How P-Hacking Increases False Positives

December 28, 2019

Sometimes when a hypothesis doesn’t yield a statistically significant result, there is temptation to tweak the hypothesis a bit or consider different selections of data. But this is a trap called p-hacking and it will increase the chance of false positives.

Here’s how it happens. You’re performing a hypothesis test and if you’re like most publications, you’re looking for a statistically significant result with only a 5% likelihood (i.e. a p-value < 5%) that the result was just due to chance.

Because your hypothesis didn’t work out, you do a post hoc analysis and determine you were considering a wrong variable or two. Thus, you tweak your hypothesis and run the statistical test again. You continue to do this over and over until you achieve significant results as demonstrated in this xkcd comic.

However, every time you attempted another hypothesis test, you subsequently increased the chance of getting a false positive.

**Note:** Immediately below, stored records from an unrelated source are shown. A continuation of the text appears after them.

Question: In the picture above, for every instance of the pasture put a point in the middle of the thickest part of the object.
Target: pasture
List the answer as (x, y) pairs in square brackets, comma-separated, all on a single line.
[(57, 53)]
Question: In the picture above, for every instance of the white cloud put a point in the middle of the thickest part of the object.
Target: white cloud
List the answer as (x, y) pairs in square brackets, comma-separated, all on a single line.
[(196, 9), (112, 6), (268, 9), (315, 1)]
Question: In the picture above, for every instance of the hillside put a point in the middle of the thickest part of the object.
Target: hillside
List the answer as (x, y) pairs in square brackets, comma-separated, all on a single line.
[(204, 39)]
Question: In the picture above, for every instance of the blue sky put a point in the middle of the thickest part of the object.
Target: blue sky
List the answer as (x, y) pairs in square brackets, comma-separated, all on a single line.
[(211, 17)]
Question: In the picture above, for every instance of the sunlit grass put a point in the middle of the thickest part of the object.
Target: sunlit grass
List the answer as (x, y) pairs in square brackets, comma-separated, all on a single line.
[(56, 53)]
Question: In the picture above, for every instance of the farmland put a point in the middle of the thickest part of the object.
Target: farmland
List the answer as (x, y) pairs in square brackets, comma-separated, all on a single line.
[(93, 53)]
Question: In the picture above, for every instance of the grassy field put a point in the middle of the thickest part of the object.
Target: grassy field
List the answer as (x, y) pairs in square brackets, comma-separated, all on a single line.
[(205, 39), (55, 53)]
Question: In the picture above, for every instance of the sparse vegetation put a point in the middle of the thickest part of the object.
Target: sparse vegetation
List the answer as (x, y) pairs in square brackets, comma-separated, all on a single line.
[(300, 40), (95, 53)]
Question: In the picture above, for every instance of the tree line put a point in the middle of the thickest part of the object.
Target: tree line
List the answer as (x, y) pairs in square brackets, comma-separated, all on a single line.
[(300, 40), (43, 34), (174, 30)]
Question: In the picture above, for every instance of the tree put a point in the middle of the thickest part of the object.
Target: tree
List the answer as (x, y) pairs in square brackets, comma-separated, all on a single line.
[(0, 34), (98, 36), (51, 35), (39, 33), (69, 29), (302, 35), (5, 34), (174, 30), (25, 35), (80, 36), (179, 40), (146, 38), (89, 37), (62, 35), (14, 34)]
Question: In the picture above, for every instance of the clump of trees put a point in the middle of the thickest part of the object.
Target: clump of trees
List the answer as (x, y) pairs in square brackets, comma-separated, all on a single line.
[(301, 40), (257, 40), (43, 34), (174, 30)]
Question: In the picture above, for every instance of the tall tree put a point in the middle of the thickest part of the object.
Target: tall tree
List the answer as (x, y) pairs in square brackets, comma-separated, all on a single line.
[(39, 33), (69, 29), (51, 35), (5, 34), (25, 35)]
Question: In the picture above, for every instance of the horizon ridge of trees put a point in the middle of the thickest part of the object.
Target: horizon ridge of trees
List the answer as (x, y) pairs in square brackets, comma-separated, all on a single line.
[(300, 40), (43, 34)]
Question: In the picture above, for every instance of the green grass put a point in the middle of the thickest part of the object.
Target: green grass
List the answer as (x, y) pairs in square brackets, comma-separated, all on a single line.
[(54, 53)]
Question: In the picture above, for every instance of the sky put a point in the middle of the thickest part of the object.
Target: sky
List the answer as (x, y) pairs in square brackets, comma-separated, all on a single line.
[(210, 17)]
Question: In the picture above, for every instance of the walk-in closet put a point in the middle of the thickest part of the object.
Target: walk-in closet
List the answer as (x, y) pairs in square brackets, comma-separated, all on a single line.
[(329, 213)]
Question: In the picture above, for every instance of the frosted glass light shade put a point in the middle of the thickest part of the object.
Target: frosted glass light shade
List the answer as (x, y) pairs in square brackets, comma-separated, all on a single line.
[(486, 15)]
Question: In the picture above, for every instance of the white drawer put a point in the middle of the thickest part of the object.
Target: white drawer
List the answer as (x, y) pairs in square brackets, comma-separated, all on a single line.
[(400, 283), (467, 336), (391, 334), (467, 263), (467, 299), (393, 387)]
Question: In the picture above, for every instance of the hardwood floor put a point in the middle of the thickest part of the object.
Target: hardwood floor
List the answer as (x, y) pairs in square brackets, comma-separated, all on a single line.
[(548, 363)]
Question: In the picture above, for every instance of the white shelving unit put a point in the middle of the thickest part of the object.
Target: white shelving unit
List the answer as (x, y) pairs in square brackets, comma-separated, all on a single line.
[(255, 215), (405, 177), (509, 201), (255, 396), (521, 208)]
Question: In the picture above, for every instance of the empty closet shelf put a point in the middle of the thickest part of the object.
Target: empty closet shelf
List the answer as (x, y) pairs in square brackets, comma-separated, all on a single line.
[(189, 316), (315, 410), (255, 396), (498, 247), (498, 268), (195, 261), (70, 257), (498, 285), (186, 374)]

To see this in action, let’s say you repeated your hypothesis test 20 times (like the comic). With only one test, your chance of a false positive was just 5% (since we require a p-value of 5%). But by the time your 20th iteration came around, this rate had increased to 64%!

Let’s verify this experimentally with a bit of code:

import random

num_of_1s = 0
num_of_experiments = 500000

for i in range(0, num_of_experiments):
    # 20 hypothesis tests each with 1/20 chance of a fluke result
    sequence = [random.randint(1, 20) for i in range(0, 20)]
    if 1 in sequence:
        num_of_1s += 1

# show ratio of fluke results to total number of experiments
print(f'{num_of_1s/num_of_experiments * 100}')

64.17%

In the code above, we made sure that each hypothesis test performed has a 1/20 chance of having an erroneous result by using random.randint(1, 20). We then kept doing hypothesis tests for a total of 20 times.

Since we’re interested in the approximate expected number of false positives, we ran this scenario a good amount of times (500,000 times in this case) for a final result of 64.17%. Of course, if you shy away from approximations and fancy a little more rigor, we can use some basic probability theory to confirm our results.

So, the probability of not having a false positive is 19/20 which means the probability of not having a false positive in 20 trials is $\frac{19}{20}^{20}$ which is approximately equal to 0.36. Finally, we can determine the probability of having at least one false positive in 20 trials by subtracting 0.36 from 1 giving us 0.64.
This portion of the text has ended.